The painted artwork by Jamie Chase is also spectacular and helps set the mood and tone of the book perfectly, from spectacular landscapes to terrifying creatures Jamie's art bring the whole world of Pellucidar to life. As someone who cannot draw beyond stick men ( I kid you not) I can only imagine and marvel at the hours and patience it must take to create artwork of this standard.

As I said at the start of this blog as a child I had watched the film adaptation of At the Earth's Core, and as all films of this type it was one of my instant favourites. So I went into this book thinking I already knew the story, how wrong I was the differences between the film and this book is like night and day. Each has their own merit but if I were to chose between watching the film again or reading the book, the book would win every-time and if you haven't read the book because you've seen the film. Do yourself a favour and pick up the book, I guarantee you will be highly delighted you did so.

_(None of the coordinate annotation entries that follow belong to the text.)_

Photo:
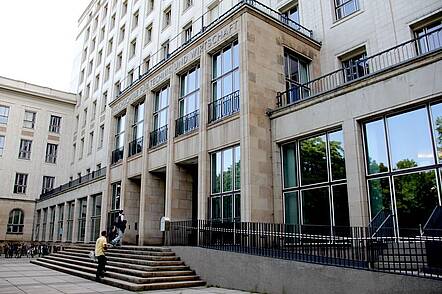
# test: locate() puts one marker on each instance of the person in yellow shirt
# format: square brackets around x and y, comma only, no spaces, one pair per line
[100,248]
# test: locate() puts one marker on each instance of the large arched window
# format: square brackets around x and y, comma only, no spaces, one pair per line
[15,222]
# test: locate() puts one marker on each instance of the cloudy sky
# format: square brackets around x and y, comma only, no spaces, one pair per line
[37,40]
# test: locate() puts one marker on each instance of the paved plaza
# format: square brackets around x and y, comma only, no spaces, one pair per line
[19,276]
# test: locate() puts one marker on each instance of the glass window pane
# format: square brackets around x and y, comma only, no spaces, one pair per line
[376,147]
[313,160]
[238,206]
[337,157]
[227,207]
[289,165]
[216,172]
[315,207]
[216,208]
[227,170]
[416,197]
[436,113]
[379,194]
[237,168]
[291,208]
[340,205]
[406,153]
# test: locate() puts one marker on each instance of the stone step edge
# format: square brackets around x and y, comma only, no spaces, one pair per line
[153,268]
[120,276]
[112,253]
[129,260]
[119,269]
[123,284]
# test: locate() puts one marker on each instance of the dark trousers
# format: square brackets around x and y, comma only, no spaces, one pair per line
[101,266]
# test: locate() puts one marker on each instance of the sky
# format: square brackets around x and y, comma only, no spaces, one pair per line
[37,40]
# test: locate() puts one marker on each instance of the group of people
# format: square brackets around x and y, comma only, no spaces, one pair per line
[19,250]
[116,234]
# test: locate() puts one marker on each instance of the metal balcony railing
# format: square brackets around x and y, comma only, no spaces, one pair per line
[136,146]
[224,107]
[187,123]
[100,173]
[158,137]
[117,155]
[199,26]
[361,68]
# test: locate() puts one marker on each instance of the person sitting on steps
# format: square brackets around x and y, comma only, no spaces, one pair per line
[120,224]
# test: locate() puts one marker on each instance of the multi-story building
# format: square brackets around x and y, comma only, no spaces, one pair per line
[35,131]
[274,111]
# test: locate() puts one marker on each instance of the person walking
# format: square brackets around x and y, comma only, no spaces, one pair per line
[120,224]
[100,248]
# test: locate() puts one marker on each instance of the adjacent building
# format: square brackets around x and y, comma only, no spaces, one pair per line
[35,130]
[320,113]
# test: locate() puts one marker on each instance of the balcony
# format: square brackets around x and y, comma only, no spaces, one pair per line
[199,26]
[187,123]
[100,173]
[136,146]
[117,155]
[158,137]
[357,70]
[223,107]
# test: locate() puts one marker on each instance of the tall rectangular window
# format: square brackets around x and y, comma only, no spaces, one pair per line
[20,184]
[51,153]
[55,124]
[2,145]
[296,74]
[136,146]
[225,196]
[314,182]
[4,114]
[29,120]
[188,102]
[48,184]
[225,82]
[160,117]
[25,149]
[345,7]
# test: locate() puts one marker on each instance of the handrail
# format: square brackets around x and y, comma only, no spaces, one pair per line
[375,63]
[158,57]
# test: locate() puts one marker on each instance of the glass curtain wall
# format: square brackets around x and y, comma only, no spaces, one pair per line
[403,154]
[314,182]
[225,198]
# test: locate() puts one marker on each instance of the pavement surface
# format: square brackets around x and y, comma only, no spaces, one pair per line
[18,275]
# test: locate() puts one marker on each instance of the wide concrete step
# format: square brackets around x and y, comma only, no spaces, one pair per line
[125,264]
[121,283]
[120,276]
[147,255]
[122,268]
[128,260]
[123,250]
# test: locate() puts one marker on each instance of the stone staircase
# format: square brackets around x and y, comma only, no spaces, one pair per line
[135,268]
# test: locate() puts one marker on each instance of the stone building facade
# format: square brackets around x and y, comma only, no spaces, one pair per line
[35,129]
[263,111]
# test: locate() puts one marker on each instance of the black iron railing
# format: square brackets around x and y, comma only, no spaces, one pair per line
[352,247]
[361,68]
[187,123]
[199,26]
[224,107]
[100,173]
[117,155]
[158,137]
[135,147]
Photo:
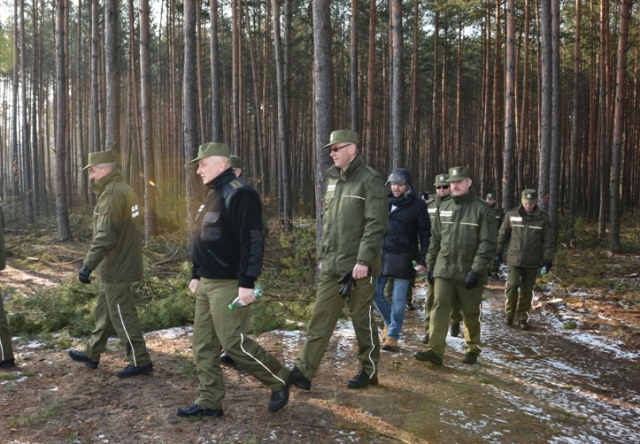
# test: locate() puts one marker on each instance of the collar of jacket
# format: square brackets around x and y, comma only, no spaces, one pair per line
[352,169]
[224,178]
[100,184]
[465,198]
[534,213]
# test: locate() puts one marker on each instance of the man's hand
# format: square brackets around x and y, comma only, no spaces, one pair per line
[246,296]
[430,276]
[360,271]
[472,280]
[83,275]
[497,259]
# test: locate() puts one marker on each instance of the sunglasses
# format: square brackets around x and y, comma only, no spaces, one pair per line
[338,148]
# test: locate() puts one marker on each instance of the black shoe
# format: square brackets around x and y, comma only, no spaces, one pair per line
[470,358]
[362,380]
[299,380]
[197,411]
[79,356]
[130,370]
[280,398]
[8,363]
[428,356]
[227,360]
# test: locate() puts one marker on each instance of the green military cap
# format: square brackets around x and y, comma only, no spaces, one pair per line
[211,149]
[98,157]
[441,179]
[529,196]
[458,173]
[340,136]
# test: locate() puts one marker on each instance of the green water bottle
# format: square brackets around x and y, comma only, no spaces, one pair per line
[257,292]
[423,275]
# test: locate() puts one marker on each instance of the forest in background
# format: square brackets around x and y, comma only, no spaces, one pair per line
[527,93]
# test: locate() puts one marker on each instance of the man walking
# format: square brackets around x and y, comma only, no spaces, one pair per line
[228,248]
[355,219]
[443,193]
[406,240]
[116,256]
[463,241]
[527,235]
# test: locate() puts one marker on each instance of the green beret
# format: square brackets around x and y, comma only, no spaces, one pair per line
[340,136]
[458,173]
[98,157]
[211,149]
[529,196]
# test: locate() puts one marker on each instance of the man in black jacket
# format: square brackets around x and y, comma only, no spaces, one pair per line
[228,247]
[406,240]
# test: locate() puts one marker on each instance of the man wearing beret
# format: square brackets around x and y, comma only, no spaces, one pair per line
[463,241]
[528,237]
[443,193]
[6,349]
[227,251]
[355,220]
[116,257]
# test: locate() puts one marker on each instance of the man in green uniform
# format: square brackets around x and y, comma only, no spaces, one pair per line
[227,252]
[6,350]
[116,256]
[491,202]
[463,241]
[443,193]
[355,220]
[528,237]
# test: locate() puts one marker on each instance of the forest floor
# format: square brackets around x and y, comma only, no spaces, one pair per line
[547,385]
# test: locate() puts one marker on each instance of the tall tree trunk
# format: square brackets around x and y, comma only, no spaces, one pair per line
[190,108]
[397,82]
[112,70]
[323,74]
[284,176]
[508,175]
[150,217]
[618,124]
[62,213]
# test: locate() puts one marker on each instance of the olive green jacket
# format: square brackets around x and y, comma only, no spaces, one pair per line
[529,238]
[356,214]
[463,238]
[3,257]
[116,250]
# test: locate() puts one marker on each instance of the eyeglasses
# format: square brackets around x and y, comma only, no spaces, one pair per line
[338,148]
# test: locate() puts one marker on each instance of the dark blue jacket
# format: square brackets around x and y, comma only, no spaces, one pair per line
[407,239]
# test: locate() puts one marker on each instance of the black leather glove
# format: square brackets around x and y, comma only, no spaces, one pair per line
[497,259]
[345,284]
[471,280]
[430,276]
[83,275]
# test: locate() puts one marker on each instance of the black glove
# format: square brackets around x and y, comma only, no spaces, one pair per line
[497,259]
[83,275]
[471,280]
[430,275]
[345,284]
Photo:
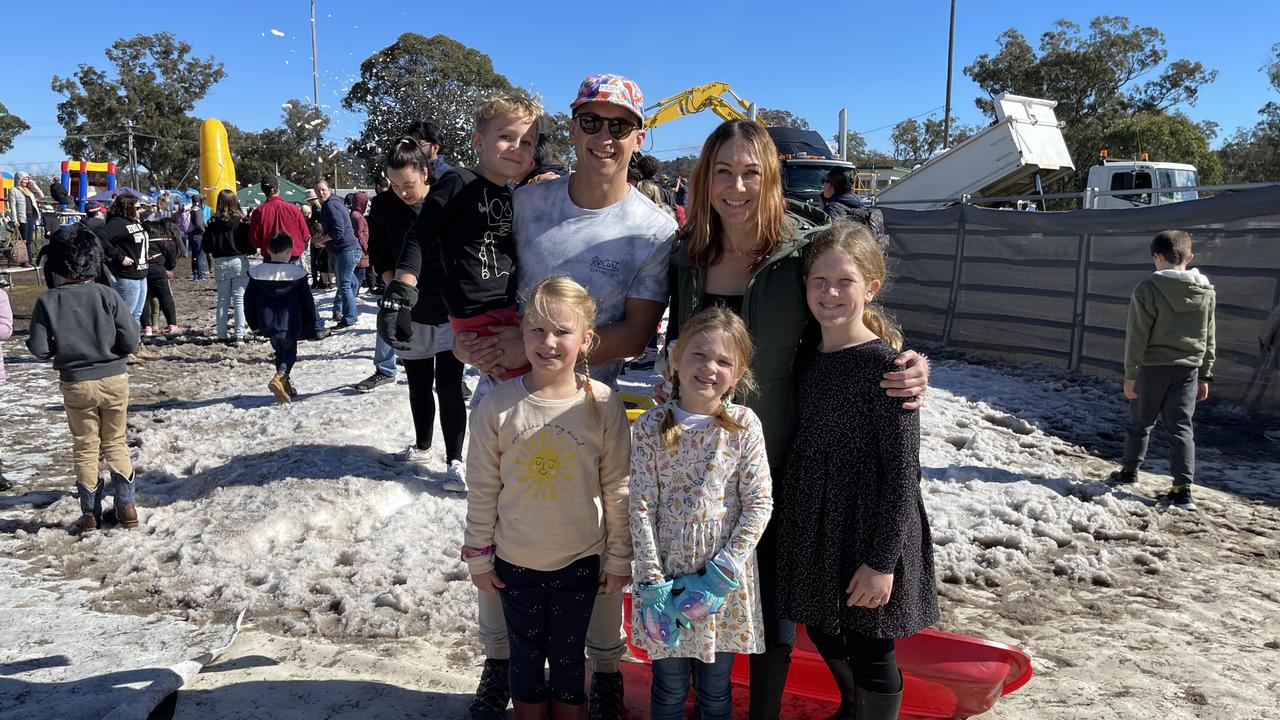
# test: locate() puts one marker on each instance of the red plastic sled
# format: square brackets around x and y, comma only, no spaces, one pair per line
[944,674]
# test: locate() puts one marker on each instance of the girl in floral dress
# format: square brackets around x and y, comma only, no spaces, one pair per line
[700,499]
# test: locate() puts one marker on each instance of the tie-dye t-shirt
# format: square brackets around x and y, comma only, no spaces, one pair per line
[616,253]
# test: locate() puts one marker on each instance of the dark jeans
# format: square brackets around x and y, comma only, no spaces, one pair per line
[769,669]
[712,691]
[286,354]
[159,290]
[547,616]
[319,263]
[1166,392]
[444,372]
[27,231]
[199,263]
[871,659]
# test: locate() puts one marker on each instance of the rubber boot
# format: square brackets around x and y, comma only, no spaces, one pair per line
[607,696]
[91,507]
[493,693]
[877,706]
[844,677]
[530,710]
[126,514]
[768,680]
[566,711]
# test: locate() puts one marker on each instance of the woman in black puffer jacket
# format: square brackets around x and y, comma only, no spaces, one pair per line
[227,242]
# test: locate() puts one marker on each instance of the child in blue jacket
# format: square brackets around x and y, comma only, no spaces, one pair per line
[278,305]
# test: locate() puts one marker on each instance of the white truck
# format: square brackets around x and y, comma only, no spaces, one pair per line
[1023,153]
[1139,174]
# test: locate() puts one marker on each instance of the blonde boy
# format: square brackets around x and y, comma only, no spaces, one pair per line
[462,240]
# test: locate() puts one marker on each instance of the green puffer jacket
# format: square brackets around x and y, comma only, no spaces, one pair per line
[777,317]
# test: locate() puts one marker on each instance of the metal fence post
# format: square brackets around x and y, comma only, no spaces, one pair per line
[954,296]
[1079,311]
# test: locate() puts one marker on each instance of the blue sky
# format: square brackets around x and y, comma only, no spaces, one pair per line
[885,62]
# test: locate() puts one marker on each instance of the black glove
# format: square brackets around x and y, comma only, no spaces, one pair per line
[396,299]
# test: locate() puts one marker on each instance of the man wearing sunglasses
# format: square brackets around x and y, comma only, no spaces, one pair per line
[607,236]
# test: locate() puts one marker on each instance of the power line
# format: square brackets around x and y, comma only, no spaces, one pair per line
[891,124]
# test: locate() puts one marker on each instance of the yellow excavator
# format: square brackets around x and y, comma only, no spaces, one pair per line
[805,156]
[698,99]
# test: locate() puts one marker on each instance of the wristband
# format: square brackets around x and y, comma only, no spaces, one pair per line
[472,552]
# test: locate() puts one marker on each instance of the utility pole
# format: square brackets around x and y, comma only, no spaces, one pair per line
[315,82]
[946,112]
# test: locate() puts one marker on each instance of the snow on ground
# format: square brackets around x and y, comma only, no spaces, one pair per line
[286,511]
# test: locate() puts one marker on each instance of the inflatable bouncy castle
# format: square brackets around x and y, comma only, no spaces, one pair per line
[83,180]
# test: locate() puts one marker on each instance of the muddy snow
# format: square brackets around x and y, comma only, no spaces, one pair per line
[356,604]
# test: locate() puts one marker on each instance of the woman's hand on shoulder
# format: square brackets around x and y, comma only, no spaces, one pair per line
[488,582]
[910,382]
[869,588]
[611,583]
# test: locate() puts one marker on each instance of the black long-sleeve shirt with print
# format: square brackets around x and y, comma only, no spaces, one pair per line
[466,220]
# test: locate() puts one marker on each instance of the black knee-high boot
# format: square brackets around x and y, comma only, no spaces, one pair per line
[768,679]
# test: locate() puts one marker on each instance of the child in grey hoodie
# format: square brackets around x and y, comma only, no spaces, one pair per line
[1168,360]
[86,331]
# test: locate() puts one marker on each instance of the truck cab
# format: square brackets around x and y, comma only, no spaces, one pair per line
[1138,176]
[803,177]
[807,159]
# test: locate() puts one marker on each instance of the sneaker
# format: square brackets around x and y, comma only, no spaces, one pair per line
[371,382]
[1121,478]
[455,478]
[645,361]
[606,701]
[278,390]
[411,455]
[493,693]
[1180,497]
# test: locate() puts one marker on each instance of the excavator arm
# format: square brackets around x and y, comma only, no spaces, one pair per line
[695,100]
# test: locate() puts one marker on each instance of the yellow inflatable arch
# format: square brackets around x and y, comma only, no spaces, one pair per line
[216,171]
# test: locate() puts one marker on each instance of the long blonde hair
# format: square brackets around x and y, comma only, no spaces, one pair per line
[855,241]
[561,291]
[739,340]
[703,233]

On a final note I recently found out that there are several books written about Pellucidar, so I am hoping that Bobby and Jamie get the recognition they deserve for this book. So they can go on to produce the rest of them, and if they do so they can have my money now.


  1. Thanks, Robert. So glad you enjoyed the book. Thanks for the all too kind words, my friend.


  2. I think back to when I was sat talking to you about the book at Timegate, you were so excited about it and after reading it I now know why.

  3. Oh yeah. It was a dream project.

  4. Thank you Robert, I had somehow missed this review. Much appreciated!